Memristors based on ferroelectric Cu-deficient copper indium thiophosphate for multilevel storage and neuromorphic computing

Abstract

It is essential to explore the interactions between intrinsic ferroelectricity and ionic activities in 2D ferroelectrics for theoretically understanding and experimentally modulating device performance. Due to the tendency of Cu+ migration in ferroelectric copper indium thiophosphate (CIPS) and formation of Cu conductive filaments, herein, Cu-deficient CIPS (CIPS*) is employed to investigate resistive switching (RS). Different from CIPS with controllable threshold switching and write-once read-many-times (WORM) behaviors, CIPS* shows stable non-volatile digital and analog RS behaviors by controlling the operation voltage.

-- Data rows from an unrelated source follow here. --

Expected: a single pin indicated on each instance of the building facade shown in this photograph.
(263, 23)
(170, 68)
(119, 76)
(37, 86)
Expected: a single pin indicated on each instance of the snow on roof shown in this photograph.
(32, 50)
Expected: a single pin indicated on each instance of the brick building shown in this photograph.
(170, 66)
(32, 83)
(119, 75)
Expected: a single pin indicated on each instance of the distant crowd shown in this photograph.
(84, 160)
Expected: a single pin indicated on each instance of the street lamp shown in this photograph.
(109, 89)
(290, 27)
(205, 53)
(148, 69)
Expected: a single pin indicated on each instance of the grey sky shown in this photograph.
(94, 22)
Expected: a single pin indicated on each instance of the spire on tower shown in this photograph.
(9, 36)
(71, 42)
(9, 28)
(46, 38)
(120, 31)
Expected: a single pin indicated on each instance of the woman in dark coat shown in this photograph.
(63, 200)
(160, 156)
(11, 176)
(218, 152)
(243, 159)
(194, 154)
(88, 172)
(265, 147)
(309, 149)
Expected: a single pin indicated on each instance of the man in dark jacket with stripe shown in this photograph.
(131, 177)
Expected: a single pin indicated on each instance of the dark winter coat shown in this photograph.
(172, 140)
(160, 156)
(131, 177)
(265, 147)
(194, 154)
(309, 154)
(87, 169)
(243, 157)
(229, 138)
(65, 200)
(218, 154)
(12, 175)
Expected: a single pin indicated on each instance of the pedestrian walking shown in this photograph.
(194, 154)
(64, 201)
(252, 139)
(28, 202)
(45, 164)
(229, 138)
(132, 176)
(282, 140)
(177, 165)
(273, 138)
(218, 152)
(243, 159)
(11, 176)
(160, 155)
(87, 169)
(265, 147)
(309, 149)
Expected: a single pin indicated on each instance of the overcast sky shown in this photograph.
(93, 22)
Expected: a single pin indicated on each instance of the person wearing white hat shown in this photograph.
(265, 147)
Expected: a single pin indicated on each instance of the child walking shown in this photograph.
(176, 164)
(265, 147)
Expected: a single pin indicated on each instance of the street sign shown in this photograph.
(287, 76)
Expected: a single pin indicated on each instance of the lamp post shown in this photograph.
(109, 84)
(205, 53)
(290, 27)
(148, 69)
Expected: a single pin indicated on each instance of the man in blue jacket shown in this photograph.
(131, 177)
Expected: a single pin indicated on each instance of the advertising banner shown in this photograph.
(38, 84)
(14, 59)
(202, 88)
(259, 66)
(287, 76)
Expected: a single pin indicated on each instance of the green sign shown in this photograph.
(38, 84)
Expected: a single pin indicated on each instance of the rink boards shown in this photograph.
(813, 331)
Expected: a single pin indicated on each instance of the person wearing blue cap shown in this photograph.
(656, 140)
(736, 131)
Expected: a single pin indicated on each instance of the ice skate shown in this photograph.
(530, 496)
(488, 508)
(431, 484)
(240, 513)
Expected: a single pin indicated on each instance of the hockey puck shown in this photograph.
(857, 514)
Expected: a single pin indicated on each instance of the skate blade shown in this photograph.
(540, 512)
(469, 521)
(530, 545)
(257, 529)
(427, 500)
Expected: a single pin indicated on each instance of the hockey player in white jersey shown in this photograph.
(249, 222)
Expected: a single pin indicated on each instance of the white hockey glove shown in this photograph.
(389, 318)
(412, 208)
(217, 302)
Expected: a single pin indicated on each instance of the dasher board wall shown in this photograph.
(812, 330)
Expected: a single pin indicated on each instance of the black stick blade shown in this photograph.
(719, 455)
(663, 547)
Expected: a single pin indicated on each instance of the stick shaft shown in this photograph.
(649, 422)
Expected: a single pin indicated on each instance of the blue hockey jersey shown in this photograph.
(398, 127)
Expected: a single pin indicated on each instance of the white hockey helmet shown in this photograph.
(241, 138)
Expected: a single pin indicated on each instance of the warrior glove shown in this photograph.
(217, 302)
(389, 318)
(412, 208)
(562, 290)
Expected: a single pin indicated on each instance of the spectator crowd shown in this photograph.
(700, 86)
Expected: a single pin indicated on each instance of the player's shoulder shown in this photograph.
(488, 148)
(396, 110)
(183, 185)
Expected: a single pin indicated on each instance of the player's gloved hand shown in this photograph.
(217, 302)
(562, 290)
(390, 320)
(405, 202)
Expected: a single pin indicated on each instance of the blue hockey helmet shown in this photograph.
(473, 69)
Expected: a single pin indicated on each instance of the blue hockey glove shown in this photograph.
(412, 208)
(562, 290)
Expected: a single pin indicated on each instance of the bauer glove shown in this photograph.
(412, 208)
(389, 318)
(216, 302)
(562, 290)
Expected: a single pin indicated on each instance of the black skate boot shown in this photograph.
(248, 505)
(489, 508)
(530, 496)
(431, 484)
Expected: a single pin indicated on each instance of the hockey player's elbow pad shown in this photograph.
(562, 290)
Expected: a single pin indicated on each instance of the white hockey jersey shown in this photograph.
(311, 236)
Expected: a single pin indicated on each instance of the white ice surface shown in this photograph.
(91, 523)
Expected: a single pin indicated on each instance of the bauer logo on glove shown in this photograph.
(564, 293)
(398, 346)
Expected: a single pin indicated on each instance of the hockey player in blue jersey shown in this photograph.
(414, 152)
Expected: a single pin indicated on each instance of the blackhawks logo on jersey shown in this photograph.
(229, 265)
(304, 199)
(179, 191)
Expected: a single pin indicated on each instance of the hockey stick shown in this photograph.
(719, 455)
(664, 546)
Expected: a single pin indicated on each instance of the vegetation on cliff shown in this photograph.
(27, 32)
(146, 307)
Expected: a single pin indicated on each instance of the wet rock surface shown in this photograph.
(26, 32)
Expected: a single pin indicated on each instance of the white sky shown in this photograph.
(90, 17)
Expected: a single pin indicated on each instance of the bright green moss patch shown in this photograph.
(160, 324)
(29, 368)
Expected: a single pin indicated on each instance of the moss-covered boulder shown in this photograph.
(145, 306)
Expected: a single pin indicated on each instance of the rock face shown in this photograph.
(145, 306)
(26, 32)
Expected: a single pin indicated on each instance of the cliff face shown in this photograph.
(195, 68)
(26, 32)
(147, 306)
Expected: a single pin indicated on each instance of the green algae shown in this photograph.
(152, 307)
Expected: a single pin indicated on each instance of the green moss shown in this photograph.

Owing to the formation of non-stoichiometric In4/3P2S6 (IPS) with metallic phase at the low-resistance state, the fabricated memristors demonstrate high ON/OFF ratio up to 5 × 105 and high endurance stability (>2000 cycles), which can be utilized to implement multilevel storage. And more intriguing, amplitude-dependent and polarity-independent long-term potentiation and depression can be simulated based on the analog memristors. Artificial neural network based on CIPS* synaptic memristors can realize handwritten digit recognition with the accuracy of 91.15%. Even after considering the cycle-to-cycle and device-to-device variations of the synaptic functions, the accuracy remains as high as 90.71%. Such investigations pave the way toward highly reliable memristors base on 2D ferroelectrics with potential applications in multilevel storage and neuromorphic computing.